The filing requirements will differ depending on the LLC's tax status.
An LLC may be treated as a disregarded entity and not required to file or file if it's taxed as a partnership or a corporation.
What Expenses Can an LLC Deduct?
An LLC taxed as a C Corporation may deduct all premiums paid on health insurance for its working owners and their spouses.
They may also reimburse an executive or employee the current IRS mileage rate for using a car owned by the executive or an employee.
Other deductions include tangible property deductions, insurance, retirement plans, education, and so on.
How Does an LLC Avoid Self-Employment Tax?
Self-employed business owners must pay self-employment tax on their net earnings.
However, there are ways to avoid self-employment taxes, such as creating a separate tax entity for the business rather than paying self-employment income taxes on personal income from self-employed work.
Having an LLC taxed as a corporation may reduce your self-employment taxation because there is less of a chance the IRS will consider you self-employed.
Can I File My LLC and Personal Taxes Separately?
LLCs are pass-through entities, which means they can't pay separate federal taxes.
As a result, the company's profits are taxed on your personal tax return at your individual bracket.
On the other hand, C corporations separate business and personal income.
As a result, you can file separate federal taxes for your LLC and any other type of entity besides an S corporation or C corp.
Can LLC Losses Offset Personal Income?
If your company is a limited liability company, s corporation, or partnership, your individual return picks up the slack for any losses incurred by the firm.
In the same manner, as a sole proprietor, you may deduct these expenses from your other personal earnings on your individual return.
However, C corporations cannot deduct a company loss on your personal tax return.
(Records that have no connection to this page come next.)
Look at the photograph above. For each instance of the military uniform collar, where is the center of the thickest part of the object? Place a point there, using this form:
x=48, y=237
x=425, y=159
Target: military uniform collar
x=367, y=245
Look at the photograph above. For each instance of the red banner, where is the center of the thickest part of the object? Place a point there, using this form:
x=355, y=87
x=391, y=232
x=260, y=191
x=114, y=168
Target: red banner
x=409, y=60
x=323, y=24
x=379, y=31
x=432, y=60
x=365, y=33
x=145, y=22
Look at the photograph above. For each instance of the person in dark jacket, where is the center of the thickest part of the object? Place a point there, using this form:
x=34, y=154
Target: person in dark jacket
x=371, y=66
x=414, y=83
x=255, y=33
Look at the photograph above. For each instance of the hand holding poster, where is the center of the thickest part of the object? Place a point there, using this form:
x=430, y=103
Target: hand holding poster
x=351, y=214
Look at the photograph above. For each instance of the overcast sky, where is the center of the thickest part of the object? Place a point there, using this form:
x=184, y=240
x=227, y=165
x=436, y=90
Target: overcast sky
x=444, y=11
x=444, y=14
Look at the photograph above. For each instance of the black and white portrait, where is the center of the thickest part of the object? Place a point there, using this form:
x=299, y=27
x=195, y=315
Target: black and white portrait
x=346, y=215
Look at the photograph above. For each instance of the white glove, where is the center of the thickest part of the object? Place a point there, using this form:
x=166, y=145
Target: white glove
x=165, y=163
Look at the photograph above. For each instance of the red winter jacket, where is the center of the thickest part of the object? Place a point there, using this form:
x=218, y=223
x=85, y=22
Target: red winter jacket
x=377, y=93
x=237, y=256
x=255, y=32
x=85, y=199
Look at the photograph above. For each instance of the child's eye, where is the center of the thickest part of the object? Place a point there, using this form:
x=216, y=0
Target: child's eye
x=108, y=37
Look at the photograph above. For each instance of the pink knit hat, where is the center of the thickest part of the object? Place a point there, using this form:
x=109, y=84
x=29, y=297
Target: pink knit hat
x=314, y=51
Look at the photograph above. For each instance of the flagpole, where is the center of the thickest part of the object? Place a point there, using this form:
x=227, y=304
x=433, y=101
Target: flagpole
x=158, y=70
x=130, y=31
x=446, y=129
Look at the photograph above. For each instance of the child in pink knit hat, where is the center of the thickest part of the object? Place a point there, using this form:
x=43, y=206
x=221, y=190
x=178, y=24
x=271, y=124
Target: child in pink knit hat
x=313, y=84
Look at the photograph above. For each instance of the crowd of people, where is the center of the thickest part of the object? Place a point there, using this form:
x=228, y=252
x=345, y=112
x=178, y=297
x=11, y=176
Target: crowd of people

It is the property of your corporation.
Can an LLC Choose Its Tax Classification?
Yes, an LLC can choose its tax classification by filing an election with the IRS. By default, a single-member LLC is taxed as a disregarded entity, while a multi-member LLC is taxed as a partnership.
However, an LLC can elect to be taxed as a corporation, which may impact how the owners pay personal income taxes and self-employment tax on business income.
Conclusion
What does it take to juggle LLC tax obligations? It takes a lot of time, patience, and often assistance from an accountant.
Suppose you are starting your own business or running one with multiple members.
In that case, it is important that you understand what tax forms to file to avoid any future consequences for failing to file correctly.
A limited liability company (LLC) is a business structure formed to protect the personal assets of its owners from liability.
This means that LLCs have to pay taxes to stay compliant with state law and not get fined for failing to do so.